Woran liegt es, dass die Kurzfilmproduktion kein tragbares Geschäftsmodell ist? Ein wichtiger Grund dürfte sein, dass es in Deutschland keinen Markt für Kurzfilme gibt. Viele hundert gute, spannende, interessante, zumindest aber sehenswerte Kurzfilme stehen einigen wenigen Sendeplätzen und Lizenzierungen durch Verleiher gegenüber. Die allermeisten Kurzfilme haben also keinen wirtschaftlichen Wert. Tatsächlich dürfte der Anteil der Kurzfilme, die ihre Produktionskosten (inkl. Rückstellungen, Beistellungen und Eigenleistungen) refinanzieren, im niedrigen einstelligen Prozentbereich liegen.

Die Konsequenzen hieraus sind dramatisch. Nicht nur deshalb, weil damit eine professionell-gewerbliche, auf Gewinn oder zumindest Einkünfte ausgerichtete Kurzfilmproduktion nahezu unmöglich ist. Viel schwerwiegender ist die Tatsache, dass sich die Idee „Kurzfilm hat keinen wirtschaftlichen Wert“ in den Köpfen aller Beteiligten festgesetzt hat. Autoren, Regisseure und alle anderen Kreativen, die mit ihrer Arbeit den Lebensunterhalt bestreiten wollen, wechseln so schnell wie möglich zu einem langen Format oder nehmen einen Brotjob an. Produzenten suchen sich ein lukratives Standbein, das ihr Unternehmen finanziert. Und die Förderer und Sendeanstalten? Sie nehmen genau dieses Verhalten zum Anlass, den Kurzfilm immer tiefer in der Schublade Nachwuchsfilm zu verorten.

Klar, dass man in kurzen Filmen das Handwerk lernt. Klar, dass die meisten heutigen Regiestars sich zunächst mit Kurzfilmen einen Namen gemacht haben. Klar, dass das Risiko, (wirtschaftlich) zu scheitern, beim Kurzfilm geringer ist. Klar aber auch, dass nicht jeder oder jede, die brillante Kurzfilme machen kann, ebenso das lange Format beherrscht. Und umgekehrt.

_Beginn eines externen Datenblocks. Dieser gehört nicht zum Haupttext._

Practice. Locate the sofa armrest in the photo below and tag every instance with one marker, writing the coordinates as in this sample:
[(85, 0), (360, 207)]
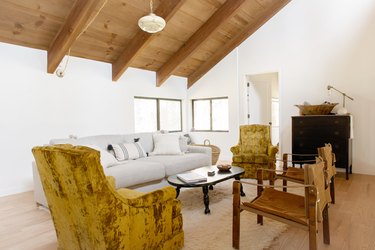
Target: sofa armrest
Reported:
[(140, 199), (200, 149)]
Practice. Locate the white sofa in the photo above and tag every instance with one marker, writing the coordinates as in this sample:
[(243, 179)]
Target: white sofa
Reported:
[(144, 174)]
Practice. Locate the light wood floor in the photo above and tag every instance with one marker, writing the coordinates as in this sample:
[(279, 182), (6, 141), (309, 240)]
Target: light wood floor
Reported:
[(352, 221)]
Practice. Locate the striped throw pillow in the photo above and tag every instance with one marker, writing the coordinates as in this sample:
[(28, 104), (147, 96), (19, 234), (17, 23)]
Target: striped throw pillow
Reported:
[(127, 151)]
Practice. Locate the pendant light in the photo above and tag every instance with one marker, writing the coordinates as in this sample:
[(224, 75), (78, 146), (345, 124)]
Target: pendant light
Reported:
[(151, 23)]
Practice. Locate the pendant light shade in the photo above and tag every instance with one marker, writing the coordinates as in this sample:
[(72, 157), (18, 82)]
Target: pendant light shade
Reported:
[(151, 23)]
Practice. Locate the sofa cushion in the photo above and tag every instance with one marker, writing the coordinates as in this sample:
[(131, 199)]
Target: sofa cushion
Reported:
[(179, 163), (166, 144), (136, 172), (127, 151), (106, 159)]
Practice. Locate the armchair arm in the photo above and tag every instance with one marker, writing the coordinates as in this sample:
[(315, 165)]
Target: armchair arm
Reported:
[(235, 149), (112, 181), (148, 199)]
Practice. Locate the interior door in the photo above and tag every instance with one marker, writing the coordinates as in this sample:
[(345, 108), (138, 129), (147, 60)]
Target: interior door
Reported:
[(259, 101)]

Kurzfilme sind keine kurzen Langfilme. Das kann nicht oft genug betont werden. So wie ein Gedicht kein Roman, eine Zeichnung kein Ölgemälde und ein Lied keine Oper ist. Und genauso wie Gedichte, Zeichnungen und Lieder sind sie Teil unserer Kultur. Sie haben einen kulturellen Wert, der ein Höchstmaß an Aufmerksamkeit und Förderung verdient.

Im Jahr 2013 wurden nach eigenen Recherchen in Deutschland 71 Kurzspielfilme, 28 Animationsfilme, 10 Dokumentarfilme und 4 Experimentalfilme innerhalb der Projektförderung mit rund 2,26 Millionen Euro gefördert (s. Diagramm). Rechnet man die rund 650.000 Euro Referenzmittel der FFA sowie 275.000 Euro Preisgelder aus dem Deutschen Kurzfilmpreis hinzu, ergibt sich somit ein Gesamtfördervolumen von rund 3,1 Millionen Euro für kurze Filme bis 30 Minuten Länge. Hierbei noch nicht berücksichtigt sind weitere Preise wie der während des Filmfests Dresden verliehene Förderpreis des sächsischen Kunstministeriums, die ebenfalls an die Produktion eines neuen Films gebunden sind.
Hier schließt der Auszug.